# A very dark rock song here, but what's the name of it???



## deaddude (Dec 27, 2005)

Ok, I finally had a friend of mine figure out how to get the awesome song at the end of the "Wicked Little Things" DVD and she even posted it online for me so it could be downloaded. This song rocks hard and the lyrics are quite dark!

I was hoping some of you fellow haunters would be willing to listen to the song? And maybe if you know the name of the song and/or the band that performs it you could let me know?

Well, in any case, here's the link: http://www.megaupload.com/?d=G1PGS8ZB


----------



## deaddude (Dec 27, 2005)

My friend just told me yesterday that while she *did* upload the song file to megaupload.com, she forgot to disable the ads so some people might have trouble getting it downloaded from there.

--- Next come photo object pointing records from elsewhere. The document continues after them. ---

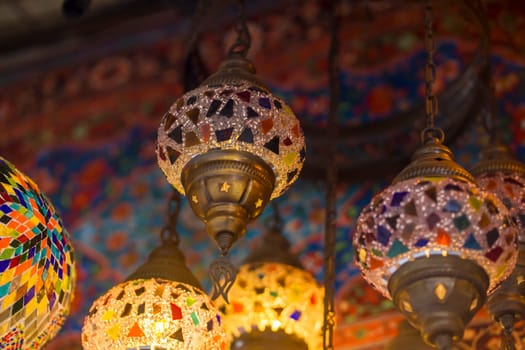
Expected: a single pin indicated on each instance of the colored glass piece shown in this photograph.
(422, 242)
(492, 237)
(472, 243)
(169, 315)
(176, 134)
(264, 102)
(135, 331)
(251, 113)
(432, 220)
(266, 125)
(396, 249)
(193, 115)
(191, 139)
(36, 264)
(452, 206)
(273, 145)
(383, 235)
(244, 95)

So I had her help me figure out how to upload the song directly to my own public directory, so try this link to view that and you should be able to find the song file and play it straight from the page if the other way doesn't work:

http://www.geocities.com/deaddude_rc/stuff/

Also, please don't forget to post a reply *if* you figure out the name of the song and/or band!!!


----------



## Halloweiner (Oct 2, 2003)

Sorry. It doesn't ring a bell, and I can find no info in searches for it either.


----------



## deaddude (Dec 27, 2005)

Halloweiner said:


> Sorry. It doesn't ring a bell, and I can find no info in searches for it either.


halloweiner: I wanted to thank you for at least giving it a shot...

 

I also wanted to say that you are the coolest!!!


----------



## slightlymad (May 8, 2006)

I cant place that and its driving me nuts because the male vocal is familiar. The gang at rotting flesh radio might be able to help.


----------



## Halloweiner (Oct 2, 2003)

Thanks halfwaydead. Wished I could help. I know how badly it sucks when you get stuck on a song or a person's face or whatever, and can't place them.


----------



## TommyHawk (Feb 14, 2005)

Very cool. It's GOT to be in the DVD credits somewhere... "Flesh & Bone?" "Nightmare Man?"


----------



## deaddude (Dec 27, 2005)

TommyHawk said:


> Very cool. It's GOT to be in the DVD credits somewhere... "Flesh & Bone?" "Nightmare Man?"


That's the problem right there: the song is *NOT* mentioned in the credits at all!!!!


----------



## slightlymad (May 8, 2006)

TommyHawk said:


> Very cool. It's GOT to be in the DVD credits somewhere... "Flesh & Bone?" "Nightmare Man?"


And neither one of those phrases produces it in a search.


----------



## deaddude (Dec 27, 2005)

slightlymad: And that's exactly why I'm having so much trouble here!


----------



## chesneystevegh (Oct 29, 2005)

I searched high and low and couldn't come up with anything. Hope you find what it is.


----------



## frizzen (Sep 9, 2004)

I don't know what it is, but I like it.

They sound familiar, I just can't place who they are.


----------



## Annea (Aug 14, 2004)

They sound familiar, could only get the start of the song as i'm on dial-up and it takes forever, so if you could post some the the lyrics i'll have a go at finding it.


----------



## Shadojack (Sep 7, 2003)

Has a Metallica type of beat to it.

Darned if I know.


----------



## maleficent (May 20, 2007)

The only music info I could find on the net is the name of the music composer for the film. Tim Jones. May be a start.


----------



## Annea (Aug 14, 2004)

I did a search on some of the lyrics and 'Slayer' kept popping up, cannot find anything more though


----------



## craban (Jul 22, 2007)

Heh... I like the tune. And after some extensive and rather innovative searching online all I could find were posts from people, (suspiciously named "dead dude"), asking what the title was!

Sorry, I looked, 'cause I'd like to know as well... but could find nothing. Perhaps the music coordinator Selena Arizanovic could help? Or maybe not, unless she composed the tune or something... hmmm.


----------



## deaddude (Dec 27, 2005)

craban said:


> Heh... I like the tune. And after some extensive and rather innovative searching online all I could find were posts from people, (suspiciously named "dead dude"), asking what the title was!
> 
> Sorry, I looked, 'cause I'd like to know as well... but could find nothing. Perhaps the music coordinator Selena Arizanovic could help? Or maybe not, unless she composed the tune or something... hmmm.


Yeah all those posts were probably from me because my nickname has always been deaddude...

And just to let everybody know, I finally managed to figure out the deal with this tune...the film's composer supposedly wrote it and then recorded the song all by himself (but I'm still thinking the chick from Lacuna Coil is singing in the background)...


----------



## Misdomt (Oct 26, 2010)

the name of the song is either "not" or "Hush, Little Children" by Timothy Jones. I found it on Youtube. cut and paste the link
YouTube - WICKED LITTLE THINGS


----------



## deaddude (Dec 27, 2005)

misdomt: thanks a whole bunch for posting that dude!!!


----------